Understanding binary events is crucial for students as it sets the foundation for more complex probability scenarios. In the given exercise, with each birth being independent and having a binary outcome, we’re looking at repeated instances of a binary event. This simplicity allows us to use straightforward multiplication to calculate the combined probability of successive events.

The concept of independent events is another key pillar of probability theory. In the realm of probability, events are considered independent if the outcome of one event does not influence the outcome of another. This means that the result of one birth being a boy or girl does not affect the result of the next birth.

To illustrate, imagine rolling a die. The result of the first roll does not affect the result of the second roll - each roll is independent of the other. Similarly, in our exercise problem, the probability of each birth resulting in a girl is not impacted by previous births.

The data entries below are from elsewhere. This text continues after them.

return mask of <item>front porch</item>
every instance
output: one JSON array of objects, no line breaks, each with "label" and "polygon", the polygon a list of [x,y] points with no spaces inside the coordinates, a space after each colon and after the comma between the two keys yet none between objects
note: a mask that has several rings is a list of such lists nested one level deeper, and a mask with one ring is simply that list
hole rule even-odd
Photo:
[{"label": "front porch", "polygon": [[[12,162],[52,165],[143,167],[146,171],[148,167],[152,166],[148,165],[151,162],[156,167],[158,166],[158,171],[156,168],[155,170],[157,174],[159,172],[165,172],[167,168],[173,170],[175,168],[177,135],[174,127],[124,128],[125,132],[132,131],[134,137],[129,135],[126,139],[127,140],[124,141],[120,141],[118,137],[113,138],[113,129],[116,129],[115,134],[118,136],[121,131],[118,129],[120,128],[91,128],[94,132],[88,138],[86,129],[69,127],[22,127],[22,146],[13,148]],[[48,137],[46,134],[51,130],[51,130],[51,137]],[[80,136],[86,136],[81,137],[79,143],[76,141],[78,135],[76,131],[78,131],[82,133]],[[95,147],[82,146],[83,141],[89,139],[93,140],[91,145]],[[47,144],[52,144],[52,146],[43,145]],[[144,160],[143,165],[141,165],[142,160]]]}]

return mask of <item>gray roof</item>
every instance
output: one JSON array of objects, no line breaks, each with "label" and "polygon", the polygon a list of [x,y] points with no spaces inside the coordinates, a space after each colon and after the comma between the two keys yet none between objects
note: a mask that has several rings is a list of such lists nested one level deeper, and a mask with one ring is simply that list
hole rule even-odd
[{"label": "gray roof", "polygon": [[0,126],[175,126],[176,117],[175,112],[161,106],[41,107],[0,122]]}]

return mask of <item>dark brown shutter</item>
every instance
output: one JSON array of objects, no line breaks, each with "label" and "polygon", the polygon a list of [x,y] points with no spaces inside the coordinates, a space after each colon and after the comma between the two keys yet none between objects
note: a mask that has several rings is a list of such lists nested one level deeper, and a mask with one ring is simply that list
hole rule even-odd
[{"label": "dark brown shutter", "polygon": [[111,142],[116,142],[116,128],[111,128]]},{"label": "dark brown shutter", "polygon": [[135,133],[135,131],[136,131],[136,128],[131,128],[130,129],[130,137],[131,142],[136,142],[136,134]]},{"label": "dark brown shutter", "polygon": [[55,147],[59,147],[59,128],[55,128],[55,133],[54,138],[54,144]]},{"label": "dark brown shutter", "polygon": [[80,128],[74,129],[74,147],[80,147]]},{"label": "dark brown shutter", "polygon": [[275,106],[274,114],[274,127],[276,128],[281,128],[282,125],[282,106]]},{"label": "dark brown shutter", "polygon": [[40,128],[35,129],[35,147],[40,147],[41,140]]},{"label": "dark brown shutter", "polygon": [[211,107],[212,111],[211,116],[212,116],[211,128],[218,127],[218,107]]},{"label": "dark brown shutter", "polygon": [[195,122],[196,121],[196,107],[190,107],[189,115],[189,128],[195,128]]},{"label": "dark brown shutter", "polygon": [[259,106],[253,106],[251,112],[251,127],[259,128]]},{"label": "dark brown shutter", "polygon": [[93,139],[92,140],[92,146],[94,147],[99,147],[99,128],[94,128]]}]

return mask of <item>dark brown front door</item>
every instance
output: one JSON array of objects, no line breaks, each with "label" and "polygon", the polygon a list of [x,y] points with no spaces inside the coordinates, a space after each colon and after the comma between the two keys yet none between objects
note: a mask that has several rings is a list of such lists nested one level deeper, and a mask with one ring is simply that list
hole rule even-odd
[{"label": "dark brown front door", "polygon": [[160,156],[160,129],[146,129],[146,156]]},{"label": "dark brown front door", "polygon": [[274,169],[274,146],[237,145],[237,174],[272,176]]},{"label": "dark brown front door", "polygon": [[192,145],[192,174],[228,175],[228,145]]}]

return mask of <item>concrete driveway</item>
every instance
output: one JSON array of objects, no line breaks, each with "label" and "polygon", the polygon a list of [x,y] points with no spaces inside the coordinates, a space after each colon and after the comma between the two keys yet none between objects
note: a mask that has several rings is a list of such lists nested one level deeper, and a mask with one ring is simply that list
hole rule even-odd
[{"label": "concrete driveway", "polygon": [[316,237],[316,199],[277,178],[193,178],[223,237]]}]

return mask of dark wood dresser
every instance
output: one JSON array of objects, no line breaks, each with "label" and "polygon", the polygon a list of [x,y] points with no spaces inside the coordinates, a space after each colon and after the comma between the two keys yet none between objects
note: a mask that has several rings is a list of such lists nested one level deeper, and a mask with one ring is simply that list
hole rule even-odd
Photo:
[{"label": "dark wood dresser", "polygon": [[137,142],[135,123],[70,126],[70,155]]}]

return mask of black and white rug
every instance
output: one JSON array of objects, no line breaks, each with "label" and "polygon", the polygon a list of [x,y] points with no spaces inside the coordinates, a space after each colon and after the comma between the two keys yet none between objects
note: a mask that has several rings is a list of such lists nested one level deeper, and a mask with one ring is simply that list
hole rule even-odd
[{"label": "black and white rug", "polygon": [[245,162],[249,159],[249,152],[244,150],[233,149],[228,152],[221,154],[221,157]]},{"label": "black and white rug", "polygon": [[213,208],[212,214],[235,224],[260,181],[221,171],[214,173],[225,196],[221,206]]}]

This independency is why we can multiply the probabilities of each event together when calculating the overall likelihood of consecutive outcomes.

The process of calculating probabilities may seem daunting at first, but once the principles of binary and independent events are understood, it becomes much more manageable. To calculate the probability of multiple independent events occurring in sequence, as in the birth scenario provided, one must simply multiply the individual probabilities of each event.

In the exercise, the probability of a single birth resulting in a girl is 0.5. Since the births are independent, the probability of five girls is calculated by multiplying the probability of one girl five times, represented mathematically as \(P(GGGGG) = P(G) \times P(G) \times P(G) \times P(G) \times P(G)\). This results in \(0.5^5\), or 0.03125, which is a 3.125% chance of all five births being girls. Understand that this calculation method holds true as long as the binary events are independent and have consistent probability outcomes.